The hydrogen economy is a key component of the EU policy to reduce greenhouse gas emissions. Producing hydrogen in sufficient quantities to meet future demand in a sustainable manner is a major challenge in moving toward a hydrogen economy. The International Partnership for Hydrogen and Fuel Cells in the Economy highlighted that in order for Europe to meet its 2050 emissions targets (80 % CO2 reduction), fuel cell vehicles requiring hydrogen will be an essential element. Hydrogen can be produced by several methods. A clean and renewable method is to combine steam reforming and water gas shift reactions, utilising waste feed-stocks, such as cooking oil, pine waste and waste industrial products. Capture of CO2 from the product stream, H2+CO2, shifts the reaction equilibrium and improves hydrogen yield efficiency. This is usually achieved using CaO from limestone, as it absorbs CO2 effectively at the optimum temperatures required for steam reforming, ~ 600 C. For process optimisation, the carbonated sorbent should be capable of regeneration by heating to higher tempertures to release the captured CO2 without significant loss of sorption capacity.

Whilst steam reforming of biomass is a renewable source of energy, the CO2 released during sorbent regeneration must be captured for the process to be a truly 'green' energy. Thus it is important for the released CO2 from sorbent regeneration to be in a form that can be easily integrated with carbon capture and storage programmes. This requires high regeneration temperatures, ~ 950 C for CaCO3, to liberate a near-pure CO2 stream.

Unfortunately CaO degrades after mulitiple regeneration cycles at high temperatures due to loss of porosity and exposed surface area. Efforts to minimise this problem have focussed on adding ~ 20 wt% of refractory second-phase spacer particles. These strategies give improved durability at sub-optimal regeneration temperatures, below ~ 800 C, which produce a mixed gas output stream after regeneration. They are not well-suited to carbon capture and storage, as costly gas separation units would be required.
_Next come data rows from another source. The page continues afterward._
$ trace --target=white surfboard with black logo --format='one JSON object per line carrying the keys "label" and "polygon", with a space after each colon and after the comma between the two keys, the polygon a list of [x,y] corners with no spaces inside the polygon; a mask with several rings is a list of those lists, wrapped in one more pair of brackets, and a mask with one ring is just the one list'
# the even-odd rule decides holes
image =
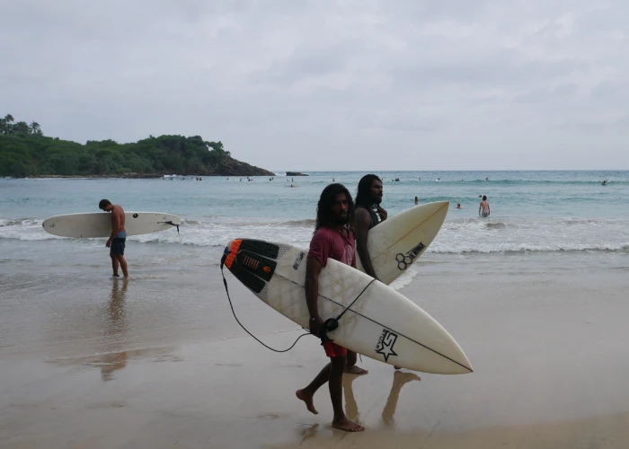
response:
{"label": "white surfboard with black logo", "polygon": [[[408,250],[412,255],[416,251],[414,258],[421,250]],[[260,299],[307,329],[306,258],[298,247],[243,239],[227,244],[223,260]],[[319,276],[319,313],[326,320],[343,311],[338,329],[328,335],[348,349],[424,373],[472,372],[456,341],[420,306],[365,273],[328,260]]]}
{"label": "white surfboard with black logo", "polygon": [[[127,236],[166,231],[179,225],[180,218],[162,212],[125,212]],[[41,226],[47,233],[75,239],[111,235],[111,214],[88,212],[51,216]]]}

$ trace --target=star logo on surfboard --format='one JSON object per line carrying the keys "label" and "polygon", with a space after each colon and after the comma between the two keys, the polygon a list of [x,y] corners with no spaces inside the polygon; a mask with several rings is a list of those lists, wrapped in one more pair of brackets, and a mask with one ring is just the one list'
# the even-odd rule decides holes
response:
{"label": "star logo on surfboard", "polygon": [[395,341],[397,341],[397,334],[392,332],[388,329],[382,330],[382,335],[380,335],[377,340],[376,352],[385,357],[385,362],[388,362],[391,356],[397,356],[395,351],[393,350]]}

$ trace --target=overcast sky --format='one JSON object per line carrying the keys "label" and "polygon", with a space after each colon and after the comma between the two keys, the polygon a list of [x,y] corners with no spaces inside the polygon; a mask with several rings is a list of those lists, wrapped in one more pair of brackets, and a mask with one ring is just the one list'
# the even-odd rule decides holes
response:
{"label": "overcast sky", "polygon": [[629,2],[0,0],[0,115],[270,170],[629,169]]}

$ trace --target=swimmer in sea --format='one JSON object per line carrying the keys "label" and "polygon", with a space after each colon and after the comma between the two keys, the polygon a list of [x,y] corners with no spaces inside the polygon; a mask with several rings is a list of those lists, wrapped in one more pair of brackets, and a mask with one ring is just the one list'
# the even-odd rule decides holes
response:
{"label": "swimmer in sea", "polygon": [[478,216],[482,217],[486,217],[489,216],[491,211],[489,208],[489,202],[487,201],[487,196],[483,195],[483,201],[481,201],[481,204],[478,207]]}

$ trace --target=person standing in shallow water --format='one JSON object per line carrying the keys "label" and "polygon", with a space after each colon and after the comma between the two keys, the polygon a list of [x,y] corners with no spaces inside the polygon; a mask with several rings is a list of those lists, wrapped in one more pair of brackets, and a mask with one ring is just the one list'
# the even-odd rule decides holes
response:
{"label": "person standing in shallow water", "polygon": [[[310,331],[317,337],[321,336],[323,324],[323,320],[319,315],[319,274],[329,259],[356,267],[354,233],[351,230],[353,221],[354,203],[348,189],[342,184],[330,184],[323,189],[317,205],[314,234],[306,258],[305,286],[306,301],[310,313]],[[319,412],[313,401],[314,393],[328,383],[334,410],[332,427],[346,432],[365,430],[362,426],[350,421],[343,409],[342,379],[348,350],[333,341],[326,341],[323,349],[330,357],[330,363],[306,387],[297,390],[295,394],[306,402],[308,411],[316,415]]]}
{"label": "person standing in shallow water", "polygon": [[125,230],[125,211],[117,204],[111,204],[109,199],[101,199],[98,208],[105,212],[111,213],[111,235],[105,246],[110,248],[110,257],[111,258],[111,268],[113,276],[118,277],[119,266],[122,269],[122,275],[128,277],[127,269],[127,260],[125,260],[125,242],[127,240],[127,231]]}
{"label": "person standing in shallow water", "polygon": [[492,211],[489,208],[489,201],[487,201],[487,196],[483,196],[483,201],[478,206],[478,215],[482,217],[489,216]]}

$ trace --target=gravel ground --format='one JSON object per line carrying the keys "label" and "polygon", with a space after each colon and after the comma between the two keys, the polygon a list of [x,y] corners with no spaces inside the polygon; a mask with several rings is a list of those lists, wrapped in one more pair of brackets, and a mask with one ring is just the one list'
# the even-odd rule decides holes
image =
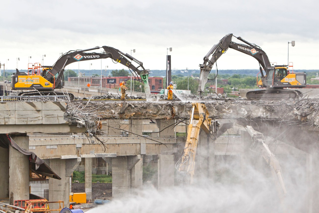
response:
{"label": "gravel ground", "polygon": [[[72,192],[85,192],[84,183],[72,183]],[[105,193],[105,194],[103,194]],[[112,197],[112,184],[93,183],[92,184],[92,198],[93,199],[110,200]]]}

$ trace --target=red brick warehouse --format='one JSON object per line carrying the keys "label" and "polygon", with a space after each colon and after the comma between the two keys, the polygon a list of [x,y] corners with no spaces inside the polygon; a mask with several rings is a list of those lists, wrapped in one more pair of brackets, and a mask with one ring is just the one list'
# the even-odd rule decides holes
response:
{"label": "red brick warehouse", "polygon": [[[102,77],[102,87],[118,89],[120,83],[123,81],[126,82],[130,80],[131,80],[130,76]],[[93,77],[91,76],[85,76],[85,82],[84,82],[84,77],[80,78],[79,81],[81,85],[86,85],[89,83],[91,86],[101,86],[100,77]],[[77,84],[79,81],[79,78],[78,77],[69,77],[68,79],[68,81],[70,83]],[[148,84],[150,85],[150,88],[151,91],[160,91],[163,89],[163,78],[149,77],[148,78]],[[127,85],[126,86],[129,87],[130,85]]]}

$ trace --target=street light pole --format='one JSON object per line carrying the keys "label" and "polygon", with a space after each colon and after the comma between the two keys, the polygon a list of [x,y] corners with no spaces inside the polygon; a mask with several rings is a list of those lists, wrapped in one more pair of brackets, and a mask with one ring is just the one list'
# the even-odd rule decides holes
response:
{"label": "street light pole", "polygon": [[[101,52],[105,52],[105,51],[101,51]],[[101,95],[102,95],[102,59],[101,59]]]}
{"label": "street light pole", "polygon": [[20,58],[17,58],[17,69],[18,68],[18,65],[19,64],[19,63],[18,63],[18,61],[19,61],[19,60],[20,60]]}
{"label": "street light pole", "polygon": [[43,67],[43,64],[44,63],[44,59],[43,57],[43,56],[44,56],[44,57],[45,57],[45,56],[46,56],[45,54],[44,54],[44,55],[42,55],[42,67]]}
{"label": "street light pole", "polygon": [[7,64],[7,72],[6,72],[6,74],[7,75],[7,76],[6,76],[6,78],[5,78],[6,79],[7,78],[8,78],[8,63],[9,63],[9,59],[8,59],[8,63]]}
{"label": "street light pole", "polygon": [[[135,52],[135,49],[133,49],[133,50],[131,50],[131,55],[132,55],[132,51],[133,51],[133,52]],[[131,60],[131,63],[132,63],[132,60]],[[132,72],[131,72],[131,88],[130,88],[131,90],[131,96],[132,96]]]}
{"label": "street light pole", "polygon": [[1,72],[1,66],[2,65],[3,65],[3,95],[4,96],[5,91],[4,89],[4,85],[5,85],[4,83],[4,64],[1,64],[1,62],[0,62],[0,73]]}
{"label": "street light pole", "polygon": [[288,63],[287,65],[289,66],[289,44],[291,43],[291,46],[293,47],[295,46],[295,41],[292,41],[291,42],[288,42]]}
{"label": "street light pole", "polygon": [[172,47],[170,47],[169,48],[166,48],[166,87],[167,87],[168,86],[168,50],[169,50],[169,51],[171,52],[172,48]]}

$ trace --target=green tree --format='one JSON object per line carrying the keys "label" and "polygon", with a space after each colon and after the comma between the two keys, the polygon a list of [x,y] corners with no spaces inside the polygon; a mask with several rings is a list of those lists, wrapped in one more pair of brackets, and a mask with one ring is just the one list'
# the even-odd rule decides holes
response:
{"label": "green tree", "polygon": [[66,70],[64,70],[63,75],[64,75],[64,80],[66,81],[68,81],[68,76],[69,77],[77,77],[78,76],[78,74],[71,69],[67,69]]}
{"label": "green tree", "polygon": [[241,82],[240,78],[232,78],[228,79],[228,83],[233,86],[238,86],[241,83]]}
{"label": "green tree", "polygon": [[124,69],[118,70],[116,69],[115,70],[112,70],[112,75],[114,77],[121,77],[123,76],[128,76],[129,75],[129,72],[126,70],[124,70]]}
{"label": "green tree", "polygon": [[240,78],[241,76],[240,75],[238,74],[234,74],[232,75],[231,78]]}
{"label": "green tree", "polygon": [[187,79],[187,77],[179,78],[176,81],[177,90],[187,89],[187,85],[188,84],[189,88],[190,90],[190,92],[192,93],[197,93],[197,89],[198,87],[198,83],[193,79],[193,78],[189,78],[189,83]]}

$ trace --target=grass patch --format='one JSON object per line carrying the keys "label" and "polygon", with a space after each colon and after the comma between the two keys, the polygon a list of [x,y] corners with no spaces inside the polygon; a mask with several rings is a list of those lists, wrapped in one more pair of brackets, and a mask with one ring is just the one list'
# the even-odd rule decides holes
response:
{"label": "grass patch", "polygon": [[[73,177],[72,182],[74,183],[74,181],[77,180],[79,183],[85,182],[85,173],[84,171],[78,172],[75,171],[73,172]],[[107,175],[92,174],[92,182],[96,183],[99,181],[100,183],[112,183],[112,176]]]}
{"label": "grass patch", "polygon": [[107,175],[92,175],[92,182],[112,183],[112,176]]}
{"label": "grass patch", "polygon": [[178,132],[176,133],[176,137],[186,137],[186,132]]}

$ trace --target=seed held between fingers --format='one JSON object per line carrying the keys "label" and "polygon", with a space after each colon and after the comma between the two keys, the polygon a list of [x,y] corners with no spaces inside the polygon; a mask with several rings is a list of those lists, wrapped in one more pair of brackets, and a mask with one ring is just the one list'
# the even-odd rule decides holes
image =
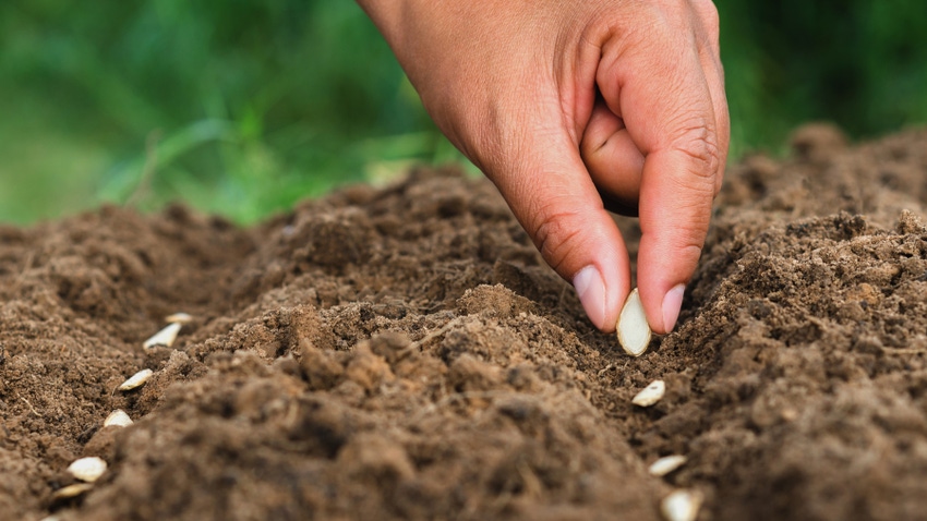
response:
{"label": "seed held between fingers", "polygon": [[626,353],[631,356],[640,356],[647,351],[647,347],[650,344],[651,330],[637,288],[630,292],[628,300],[625,301],[616,329],[618,343],[622,344]]}

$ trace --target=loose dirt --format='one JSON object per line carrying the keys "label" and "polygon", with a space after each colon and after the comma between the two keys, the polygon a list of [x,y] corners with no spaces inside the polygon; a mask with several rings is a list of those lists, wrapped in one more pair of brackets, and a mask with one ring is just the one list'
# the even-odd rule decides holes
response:
{"label": "loose dirt", "polygon": [[[793,144],[729,169],[639,359],[453,170],[246,230],[181,206],[0,227],[0,518],[650,520],[694,488],[701,520],[923,519],[927,132]],[[108,471],[56,498],[84,456]]]}

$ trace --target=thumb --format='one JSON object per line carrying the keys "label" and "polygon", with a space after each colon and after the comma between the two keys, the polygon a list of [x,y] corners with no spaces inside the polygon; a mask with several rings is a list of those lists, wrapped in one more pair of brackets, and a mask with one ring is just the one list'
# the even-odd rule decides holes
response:
{"label": "thumb", "polygon": [[573,282],[595,327],[614,331],[630,291],[628,253],[566,131],[532,132],[517,167],[489,171],[547,264]]}

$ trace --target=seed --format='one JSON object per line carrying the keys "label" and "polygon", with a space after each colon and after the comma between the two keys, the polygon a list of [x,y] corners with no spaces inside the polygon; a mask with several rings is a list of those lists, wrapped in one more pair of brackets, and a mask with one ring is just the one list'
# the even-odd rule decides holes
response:
{"label": "seed", "polygon": [[173,341],[177,340],[177,334],[180,332],[180,324],[172,323],[169,324],[166,328],[156,332],[155,336],[145,340],[143,347],[145,349],[152,349],[155,346],[164,346],[169,348],[173,346]]}
{"label": "seed", "polygon": [[119,390],[132,390],[136,387],[142,387],[146,381],[148,381],[153,374],[155,374],[155,372],[152,369],[142,369],[132,375],[132,377],[128,380],[123,381],[122,385],[119,386]]}
{"label": "seed", "polygon": [[183,312],[174,313],[173,315],[166,316],[165,322],[168,324],[190,324],[193,322],[193,315]]}
{"label": "seed", "polygon": [[109,413],[109,416],[106,416],[106,420],[103,421],[104,427],[109,427],[110,425],[116,427],[128,427],[129,425],[132,425],[132,419],[129,417],[129,414],[125,414],[125,411],[122,409],[117,409]]}
{"label": "seed", "polygon": [[635,405],[650,407],[660,401],[664,392],[666,392],[666,384],[663,380],[653,380],[638,392],[630,402]]}
{"label": "seed", "polygon": [[68,472],[77,480],[93,483],[106,472],[106,461],[96,456],[81,458],[68,467]]}
{"label": "seed", "polygon": [[72,497],[77,497],[82,494],[86,494],[93,490],[94,486],[89,483],[74,483],[73,485],[63,486],[51,495],[51,499],[55,501],[61,499],[71,499]]}
{"label": "seed", "polygon": [[660,502],[660,511],[666,521],[695,521],[701,501],[698,490],[674,490]]}
{"label": "seed", "polygon": [[688,460],[689,459],[685,456],[679,455],[664,456],[663,458],[660,458],[659,460],[651,463],[650,469],[648,470],[650,471],[650,475],[663,477],[664,475],[686,464]]}
{"label": "seed", "polygon": [[617,324],[618,343],[631,356],[640,356],[650,344],[650,325],[643,314],[640,294],[635,288],[625,301]]}

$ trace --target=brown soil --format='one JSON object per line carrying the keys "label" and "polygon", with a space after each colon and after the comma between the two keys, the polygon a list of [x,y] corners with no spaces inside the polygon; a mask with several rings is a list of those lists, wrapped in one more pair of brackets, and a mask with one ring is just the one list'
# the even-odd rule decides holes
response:
{"label": "brown soil", "polygon": [[[681,327],[640,359],[453,172],[249,230],[0,227],[0,518],[648,520],[685,487],[701,520],[923,519],[927,132],[794,149],[730,169]],[[55,499],[82,456],[109,470]]]}

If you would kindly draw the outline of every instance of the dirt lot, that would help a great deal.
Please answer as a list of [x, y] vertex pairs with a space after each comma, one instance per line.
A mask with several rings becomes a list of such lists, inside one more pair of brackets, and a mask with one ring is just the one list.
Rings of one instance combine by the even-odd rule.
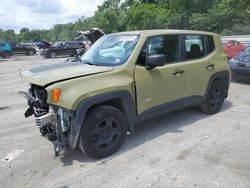
[[138, 125], [107, 159], [79, 150], [54, 158], [17, 91], [28, 88], [21, 70], [63, 60], [0, 59], [0, 159], [17, 155], [0, 161], [0, 187], [250, 187], [248, 83], [231, 83], [216, 115], [191, 108]]

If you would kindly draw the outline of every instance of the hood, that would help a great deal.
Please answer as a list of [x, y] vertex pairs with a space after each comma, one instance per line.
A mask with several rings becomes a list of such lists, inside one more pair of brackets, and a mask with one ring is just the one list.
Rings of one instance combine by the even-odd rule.
[[35, 67], [21, 72], [21, 76], [32, 84], [45, 86], [54, 82], [112, 71], [113, 67], [102, 67], [80, 62], [64, 62]]

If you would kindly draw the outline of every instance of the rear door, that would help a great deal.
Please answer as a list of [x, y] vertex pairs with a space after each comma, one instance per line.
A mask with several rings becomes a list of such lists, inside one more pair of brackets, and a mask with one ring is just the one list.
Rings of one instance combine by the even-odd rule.
[[[164, 54], [166, 64], [147, 70], [147, 58]], [[180, 36], [149, 37], [135, 66], [137, 110], [142, 113], [152, 107], [172, 102], [179, 107], [184, 92], [185, 65], [180, 60]]]
[[215, 44], [213, 36], [198, 34], [183, 35], [183, 44], [182, 60], [187, 65], [185, 102], [192, 103], [205, 94], [209, 78], [215, 72]]

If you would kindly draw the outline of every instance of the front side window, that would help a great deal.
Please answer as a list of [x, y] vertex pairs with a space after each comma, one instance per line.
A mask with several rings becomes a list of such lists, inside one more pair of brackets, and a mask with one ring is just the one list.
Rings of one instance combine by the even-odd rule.
[[105, 35], [83, 54], [81, 60], [99, 66], [121, 65], [130, 57], [139, 37], [129, 34]]

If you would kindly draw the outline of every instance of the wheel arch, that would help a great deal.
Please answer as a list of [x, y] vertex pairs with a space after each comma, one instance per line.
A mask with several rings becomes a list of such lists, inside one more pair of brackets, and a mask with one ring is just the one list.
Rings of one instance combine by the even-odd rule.
[[229, 71], [220, 71], [220, 72], [216, 72], [214, 73], [208, 82], [207, 85], [207, 89], [204, 95], [204, 99], [207, 97], [209, 88], [212, 86], [214, 81], [218, 81], [221, 82], [225, 87], [226, 87], [226, 95], [225, 98], [227, 98], [228, 96], [228, 89], [229, 89], [229, 85], [230, 85], [230, 72]]
[[98, 105], [109, 105], [121, 110], [128, 119], [128, 130], [134, 131], [137, 123], [136, 106], [129, 91], [119, 90], [89, 97], [77, 107], [72, 130], [69, 133], [69, 145], [75, 149], [85, 117], [90, 109]]

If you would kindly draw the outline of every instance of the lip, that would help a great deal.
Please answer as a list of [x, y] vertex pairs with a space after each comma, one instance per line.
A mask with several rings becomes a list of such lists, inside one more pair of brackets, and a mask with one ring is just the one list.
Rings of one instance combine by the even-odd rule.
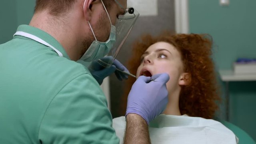
[[147, 68], [143, 68], [140, 70], [140, 76], [141, 76], [142, 75], [142, 73], [143, 73], [143, 72], [144, 72], [144, 71], [148, 71], [148, 72], [150, 72], [150, 74], [151, 74], [151, 75], [153, 76], [153, 74], [152, 73], [152, 72], [151, 72], [151, 71], [150, 70]]

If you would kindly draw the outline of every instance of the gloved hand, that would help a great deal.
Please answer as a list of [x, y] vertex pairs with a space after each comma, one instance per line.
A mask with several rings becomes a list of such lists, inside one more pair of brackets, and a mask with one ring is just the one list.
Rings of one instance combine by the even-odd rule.
[[[103, 62], [106, 62], [109, 61], [110, 60], [112, 60], [112, 58], [113, 58], [111, 56], [107, 56], [101, 58], [100, 60]], [[120, 80], [128, 78], [127, 74], [116, 70], [116, 68], [118, 68], [122, 71], [130, 73], [128, 70], [117, 60], [115, 60], [112, 65], [109, 68], [105, 67], [99, 64], [97, 62], [97, 61], [98, 60], [92, 62], [88, 69], [100, 85], [102, 84], [104, 78], [114, 72], [117, 78]]]
[[[168, 102], [166, 83], [169, 78], [165, 73], [154, 75], [151, 78], [140, 76], [128, 96], [126, 116], [130, 113], [138, 114], [148, 125], [166, 108]], [[153, 80], [150, 81], [150, 79]]]

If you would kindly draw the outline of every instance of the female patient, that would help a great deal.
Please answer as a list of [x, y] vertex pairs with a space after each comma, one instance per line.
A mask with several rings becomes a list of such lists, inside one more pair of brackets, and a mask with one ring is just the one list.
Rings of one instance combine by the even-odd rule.
[[[150, 124], [152, 144], [236, 143], [231, 130], [210, 119], [220, 100], [210, 37], [166, 32], [154, 38], [145, 36], [135, 43], [128, 66], [131, 73], [151, 76], [166, 73], [170, 77], [166, 108]], [[126, 98], [135, 81], [127, 81]], [[113, 122], [122, 143], [125, 117], [114, 118]]]

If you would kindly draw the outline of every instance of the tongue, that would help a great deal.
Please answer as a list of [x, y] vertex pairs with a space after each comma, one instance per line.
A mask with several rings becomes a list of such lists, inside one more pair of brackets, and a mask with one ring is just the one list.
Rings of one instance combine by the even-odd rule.
[[144, 72], [143, 72], [143, 74], [142, 75], [146, 76], [152, 76], [152, 75], [148, 71], [145, 71]]

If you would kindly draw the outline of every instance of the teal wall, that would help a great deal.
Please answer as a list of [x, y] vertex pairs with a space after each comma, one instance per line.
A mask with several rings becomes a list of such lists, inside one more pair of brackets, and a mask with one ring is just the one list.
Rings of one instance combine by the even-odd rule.
[[[230, 0], [229, 6], [221, 6], [219, 0], [196, 0], [189, 6], [190, 32], [213, 37], [216, 70], [231, 70], [238, 57], [256, 58], [256, 1]], [[225, 84], [220, 84], [224, 98]], [[256, 82], [230, 82], [229, 92], [230, 121], [256, 140]], [[224, 118], [220, 106], [219, 116]]]
[[17, 3], [10, 1], [0, 2], [0, 44], [11, 40], [17, 28]]
[[29, 23], [35, 2], [35, 0], [0, 1], [0, 44], [11, 40], [19, 25]]

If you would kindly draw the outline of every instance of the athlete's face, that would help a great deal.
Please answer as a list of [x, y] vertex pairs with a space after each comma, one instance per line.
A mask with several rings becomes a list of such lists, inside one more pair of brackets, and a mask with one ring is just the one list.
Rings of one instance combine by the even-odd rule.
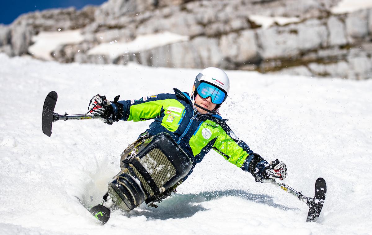
[[[196, 97], [195, 97], [195, 103], [198, 105], [202, 107], [205, 109], [206, 109], [208, 110], [213, 111], [216, 107], [217, 104], [212, 103], [211, 101], [211, 97], [208, 97], [205, 99], [202, 98], [199, 94], [196, 95]], [[202, 114], [205, 114], [208, 113], [208, 112], [203, 109], [202, 109], [198, 107], [196, 107], [198, 111]]]

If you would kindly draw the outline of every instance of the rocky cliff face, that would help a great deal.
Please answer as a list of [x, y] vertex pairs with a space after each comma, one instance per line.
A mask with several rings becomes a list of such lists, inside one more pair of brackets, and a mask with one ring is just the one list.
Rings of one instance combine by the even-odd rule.
[[[29, 48], [42, 32], [78, 30], [83, 39], [61, 41], [48, 52], [51, 58], [65, 62], [133, 61], [154, 66], [369, 78], [372, 4], [349, 13], [333, 12], [339, 2], [110, 0], [81, 11], [52, 10], [22, 16], [9, 26], [0, 26], [0, 52], [10, 56], [29, 54], [37, 51]], [[164, 32], [187, 39], [143, 36]], [[153, 41], [155, 38], [160, 41]], [[113, 49], [116, 53], [108, 52]]]

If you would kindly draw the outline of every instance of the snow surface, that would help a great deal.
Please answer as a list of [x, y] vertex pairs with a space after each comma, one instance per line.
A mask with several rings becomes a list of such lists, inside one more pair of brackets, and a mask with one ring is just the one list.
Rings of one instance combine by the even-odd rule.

Our proposal to use partially stabilised zirconia in a novel manner to create microcracking and porosity after sorbent regeneration, if successful, will solve the problems of achieving high muticycle durability using kinetically and thermodynamically favoured high regeneration temperatures, ~ 950 C. Powders will be applicable to steam reforming of waste biomass and potentially for large-scale CO2 capture in fossil fuel based electricity generating plants, and other industries. Academic impact will arise from investigating the effects of the volume expanding tetragonal-monoclinic phase transition on cooling partally stabilised zirconia in untested ranges of microstructural porosity and chemical environments. The use of advanced transmission electron microscopy and spectroscopy to study sorbent carbonation-decarbonation reactions will also have impact.